Last month shined an unforgiving light on Washington’s mental health treatment practices. In case you missed it, here is the backstory.
At one time, Washington was ahead of the nation’s curve in the involuntary treatment of mental illness. 1973 saw the involuntary treatment law passed, which basically meant that when someone is a serious threat to themselves or others that “a designated mental health professional” may commit that person for up to 72 hours to either a “mental hospital or center for evaluation and treatment.”
That was a great start back in 1973, but times change and Washington now ranks near the bottom in the nation for psychiatric treatment beds per capita. How did we get there?
1. State lawmakers have made it easier over the years to commit Washingtonians.
2. The state has cut psychiatric treatment beds by more than one third and cut funding for the mental health system by over $90 million during the recession — dropping psychiatric treatment services acutely.
3. The state’s population continues to grow significantly.
4. Hospitals have decided there is not enough profit treating mental illness, so there is a shortage of psychiatric doctors and staff.
5. The Affordable Care Act made health insurance available to over 500,000 and, along with it, mental health coverage. Expanded Medicaid eligibility coverage was also an additional boost to those numbers.
All this adds up to the situation of not enough psychiatric caregivers or the funds to pay for the growing population of mental health patients.

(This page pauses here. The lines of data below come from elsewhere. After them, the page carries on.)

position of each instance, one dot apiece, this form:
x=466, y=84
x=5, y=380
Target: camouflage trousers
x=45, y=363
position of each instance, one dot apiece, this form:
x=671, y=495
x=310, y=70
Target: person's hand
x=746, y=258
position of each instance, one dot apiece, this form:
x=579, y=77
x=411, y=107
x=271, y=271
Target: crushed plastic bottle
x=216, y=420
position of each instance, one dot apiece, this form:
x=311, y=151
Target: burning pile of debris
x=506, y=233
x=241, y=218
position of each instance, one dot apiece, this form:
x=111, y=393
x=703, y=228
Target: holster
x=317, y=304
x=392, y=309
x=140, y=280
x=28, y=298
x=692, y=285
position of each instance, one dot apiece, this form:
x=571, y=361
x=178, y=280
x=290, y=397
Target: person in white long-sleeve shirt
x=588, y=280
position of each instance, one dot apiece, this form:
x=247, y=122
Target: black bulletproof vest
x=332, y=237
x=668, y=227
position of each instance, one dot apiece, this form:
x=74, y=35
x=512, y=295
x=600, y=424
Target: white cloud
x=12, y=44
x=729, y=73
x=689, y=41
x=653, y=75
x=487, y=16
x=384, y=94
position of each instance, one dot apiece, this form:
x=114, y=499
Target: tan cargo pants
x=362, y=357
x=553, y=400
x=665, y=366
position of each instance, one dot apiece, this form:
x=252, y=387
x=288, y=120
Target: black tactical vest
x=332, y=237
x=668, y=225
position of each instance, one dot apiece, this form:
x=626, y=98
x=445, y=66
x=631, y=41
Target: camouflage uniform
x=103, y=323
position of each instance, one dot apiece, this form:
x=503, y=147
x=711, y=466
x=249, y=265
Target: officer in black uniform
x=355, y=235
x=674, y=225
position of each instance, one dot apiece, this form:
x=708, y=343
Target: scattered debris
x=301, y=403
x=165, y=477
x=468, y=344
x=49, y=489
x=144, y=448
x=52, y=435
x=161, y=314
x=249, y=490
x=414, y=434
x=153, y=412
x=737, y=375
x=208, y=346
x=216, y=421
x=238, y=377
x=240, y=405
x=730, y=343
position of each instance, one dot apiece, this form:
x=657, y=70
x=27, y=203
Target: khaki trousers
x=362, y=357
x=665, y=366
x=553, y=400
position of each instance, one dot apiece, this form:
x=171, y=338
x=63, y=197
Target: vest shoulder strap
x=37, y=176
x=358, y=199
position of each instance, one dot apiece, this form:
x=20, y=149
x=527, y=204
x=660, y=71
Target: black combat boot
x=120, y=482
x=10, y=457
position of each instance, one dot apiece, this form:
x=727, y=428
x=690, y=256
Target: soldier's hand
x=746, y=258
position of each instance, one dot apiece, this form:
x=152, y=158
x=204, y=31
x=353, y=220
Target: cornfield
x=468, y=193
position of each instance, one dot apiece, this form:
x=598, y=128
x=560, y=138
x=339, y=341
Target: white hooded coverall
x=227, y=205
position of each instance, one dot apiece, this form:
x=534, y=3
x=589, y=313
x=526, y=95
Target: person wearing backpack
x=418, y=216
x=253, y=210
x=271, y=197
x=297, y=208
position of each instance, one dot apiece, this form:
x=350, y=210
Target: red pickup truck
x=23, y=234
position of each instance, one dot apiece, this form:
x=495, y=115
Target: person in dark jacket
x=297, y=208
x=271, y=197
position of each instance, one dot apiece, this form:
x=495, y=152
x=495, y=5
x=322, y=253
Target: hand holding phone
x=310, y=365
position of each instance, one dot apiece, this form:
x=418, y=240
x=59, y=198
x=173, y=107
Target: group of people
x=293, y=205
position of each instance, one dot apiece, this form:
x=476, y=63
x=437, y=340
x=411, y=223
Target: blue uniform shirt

Until there is a bed for boarded patients in a mental hospital where they may be provided proper treatment, these involuntary patients have had to stay in hospital emergency facilities, at times tied down to their beds. Sometimes the wait for a psychiatric treatment bed has been three days, sometimes the wait has been three months. Emergency doctors may have prescribed medications, but are not trained in psychiatric medications or dosages.
It’s easy to imagine the damages this practice has done to those patients and hospital emergency facilities and personnel. This practice, known as “psychiatric boarding,” has nearly become standard operating procedure. It has also been at the center of attention in Washington courts, the latest in our Supreme Court.
The state Supreme Court reached a unanimous decision that psychiatric boarding in facilities that provide no individual psychiatric treatment is unlawful, and so the court enforced the 1973 Involuntary Treatment Act. The state may no longer involuntarily detain without psychiatric treatment.
Health officials have until Aug. 27 to comply, however they’re asking for delay of a few more months.
The state’s position is that it’s better to have potentially violent psychiatric patients off the street. And because they’re warm and dry, the beds are better than nothing at all.
Gov. Jay Inslee indicates he may have to call the Legislature into a special session in order to come up with a supplemental budget for funds in order to obtain more beds. Funds for psychiatric beds will have a tough go, as they will compete with yet another court mandate to fund schools — actually, billions of dollars’ worth of competition.
Besides adding more beds in Western and Eastern state hospitals, Inslee is also being advised to try beds in community treatment facilities which would cost far less.
Lots of questions remain. One important one is what happens to those patients that will, in the meantime, be released from being held involuntarily.
We need to get our priorities in order and provide essential mental health care, which is vital for the state.